TU Ilmenau revolutioniert Industrie 5.0 mit KI und Mensch im Fokus
Reingard FaustTU Ilmenau revolutioniert Industrie 5.0 mit KI und Mensch im Fokus
Die Technische Universität Ilmenau hat ihr Projekt "Engineering for Smart Manufacturing" (E4SM) abgeschlossen – einen wichtigen Schritt in Richtung Industrie 5.0. Die Initiative konzentrierte sich darauf, den Menschen mit Hilfe KI-gestützter Lösungen wieder in den Mittelpunkt der Produktion zu rücken. Die Förderung in Höhe von drei Millionen Euro stammte von der Carl-Zeiss-Stiftung im Rahmen ihres Programms "CZS Breakthroughs".

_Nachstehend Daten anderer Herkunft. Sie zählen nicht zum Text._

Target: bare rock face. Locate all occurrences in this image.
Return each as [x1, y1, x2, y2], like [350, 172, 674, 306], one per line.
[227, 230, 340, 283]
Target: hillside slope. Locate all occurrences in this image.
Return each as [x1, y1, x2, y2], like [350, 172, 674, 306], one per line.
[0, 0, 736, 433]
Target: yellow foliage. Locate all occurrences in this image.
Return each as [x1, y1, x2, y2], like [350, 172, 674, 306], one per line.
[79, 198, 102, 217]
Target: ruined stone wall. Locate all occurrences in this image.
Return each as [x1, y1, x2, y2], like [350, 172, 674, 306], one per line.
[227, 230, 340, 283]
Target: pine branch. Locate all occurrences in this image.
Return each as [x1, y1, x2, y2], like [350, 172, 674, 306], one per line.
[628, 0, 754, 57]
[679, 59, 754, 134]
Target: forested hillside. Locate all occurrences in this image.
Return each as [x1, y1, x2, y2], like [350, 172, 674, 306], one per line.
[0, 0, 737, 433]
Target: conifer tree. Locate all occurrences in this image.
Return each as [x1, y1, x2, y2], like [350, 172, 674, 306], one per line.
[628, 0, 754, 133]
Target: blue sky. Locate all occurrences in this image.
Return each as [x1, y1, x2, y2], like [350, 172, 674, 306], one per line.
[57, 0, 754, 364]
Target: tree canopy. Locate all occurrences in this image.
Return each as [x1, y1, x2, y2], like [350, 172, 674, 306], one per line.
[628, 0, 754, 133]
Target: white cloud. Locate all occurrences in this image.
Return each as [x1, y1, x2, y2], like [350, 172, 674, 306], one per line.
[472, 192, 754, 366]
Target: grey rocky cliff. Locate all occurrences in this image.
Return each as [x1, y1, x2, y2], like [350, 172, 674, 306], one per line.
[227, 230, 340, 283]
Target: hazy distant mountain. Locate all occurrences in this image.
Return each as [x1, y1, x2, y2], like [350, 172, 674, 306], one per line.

Im E4SM-Projekt arbeiteten sieben Fachbereiche der TU Ilmenau zusammen. Sie kooperierten mit Industriepartnern wie dem Honda Research Institute Europe und der Robert Bosch GmbH. Ziel war die Entwicklung von Technologien, die speziell auf kleine und mittlere Unternehmen (KMU) in Thüringen zugeschnitten sind.
Ein zentraler Erfolg des Projekts ist ein KI-unterstütztes Laserstrahlschweißsystem, das teure Spannvorrichtungen überflüssig macht. Ein weiterer Durchbruch gelang mit einem 3D-Multi-View-Stereo-System, das eine sicherere Zusammenarbeit zwischen Mensch und Roboter ermöglicht.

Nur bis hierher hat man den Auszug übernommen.